Der Erhalt und die Verbesserung des Gesundheitszustands größerer Personengruppen oder auch der ganzen Bevölkerung eines Landes sind zentrale Aufgaben des Gesundheitswesens und bedeutende Ziele politischen Handelns. Mehr noch als in der Individualmedizin steht dabei das Anliegen der Prävention, also der Gesundheitsvorsorge, im Zentrum. Beispielsweise zielen Impfungen darauf ab, das Auftreten von Infektionskrankheiten, von denen viele die öffentliche Gesundheit erheblich gefährden können, von vornherein zu vermeiden. Aber auch die Förderung einer gesunden Ernährung sowie von Sport bzw. ausreichender Bewegung einerseits und Aufklärung über gesundheitsschädigende Verhaltensweisen, wie etwa das Rauchen, andererseits gehören zu den wichtigen Präventionszielen der öffentlichen Gesundheitsfürsorge.

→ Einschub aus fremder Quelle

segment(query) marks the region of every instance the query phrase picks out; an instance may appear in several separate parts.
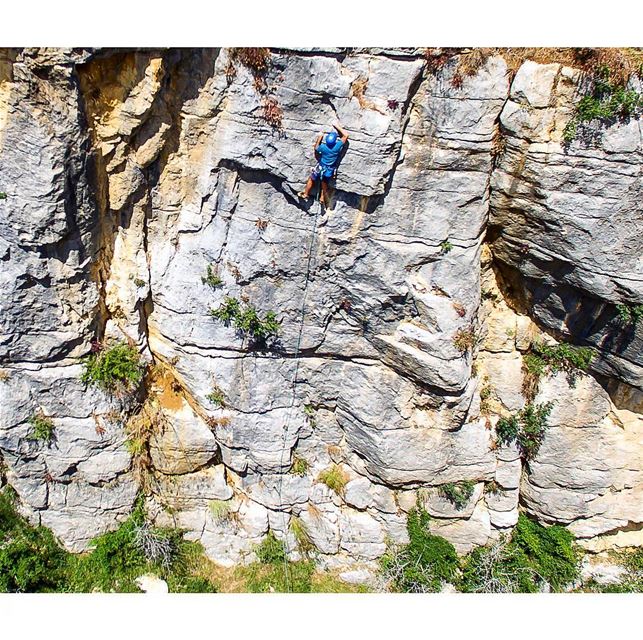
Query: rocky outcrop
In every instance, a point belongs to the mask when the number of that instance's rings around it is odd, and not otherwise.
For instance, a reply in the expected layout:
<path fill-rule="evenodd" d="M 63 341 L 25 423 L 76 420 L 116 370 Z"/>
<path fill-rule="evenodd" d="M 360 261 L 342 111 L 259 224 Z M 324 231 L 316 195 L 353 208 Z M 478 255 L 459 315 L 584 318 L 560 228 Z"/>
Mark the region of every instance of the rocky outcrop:
<path fill-rule="evenodd" d="M 519 508 L 588 548 L 640 544 L 643 363 L 636 330 L 614 333 L 615 304 L 642 301 L 640 121 L 566 146 L 576 71 L 527 61 L 512 78 L 495 56 L 453 82 L 457 62 L 4 56 L 0 452 L 32 519 L 79 550 L 142 491 L 223 564 L 269 530 L 296 556 L 296 519 L 322 565 L 357 571 L 406 541 L 418 499 L 463 553 Z M 351 137 L 331 206 L 305 206 L 312 142 L 337 119 Z M 213 319 L 225 296 L 274 310 L 278 342 Z M 547 334 L 600 358 L 575 386 L 541 381 L 555 405 L 525 464 L 493 427 L 524 407 L 523 356 Z M 118 419 L 136 408 L 79 381 L 104 337 L 154 365 L 144 477 Z M 27 438 L 39 410 L 49 446 Z M 456 508 L 440 487 L 463 481 Z"/>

Fragen danach, wie vorhandene Ressourcen optimal zur Förderung der öffentlichen Gesundheit eingesetzt werden können, lassen sich oft nur im multidisziplinären Zusammenwirken medizinischer Teilgebiete, wie zum Beispiel Epidemiologie und Sozialmedizin, mit anderen wissenschaftlichen Disziplinen, wie etwa Gesundheitsökonomie, Psychologie und Soziologie, beantworten. Auch der Ethik und den Rechtswissenschaften kommt hierbei eine Schlüsselrolle zu. Beispielsweise treten bei Maßnahmen der öffentlichen Gesundheitspflege regelmäßig Konflikte zwischen den Interessen des Individuums und denen der Allgemeinheit auf, die neben ethischen auch grundrechtliche Fragen aufwerfen. In welchen Fällen könnte etwa eine Impfpflicht gerechtfertigt sein, mit der ein Eingriff in die körperliche Integrität vorgeschrieben wird, um den Schutz der Gesamtbevölkerung vor ansteckenden Krankheiten zu erhöhen? Oder in welchem Umfang dürfen mit den Regeln des Betäubungsmittelrechts individuelle Freiheitsrechte eingeschränkt werden, um die Gesellschaft vor den negativen Konsequenzen verbreiteten Drogenmissbrauchs zu bewahren?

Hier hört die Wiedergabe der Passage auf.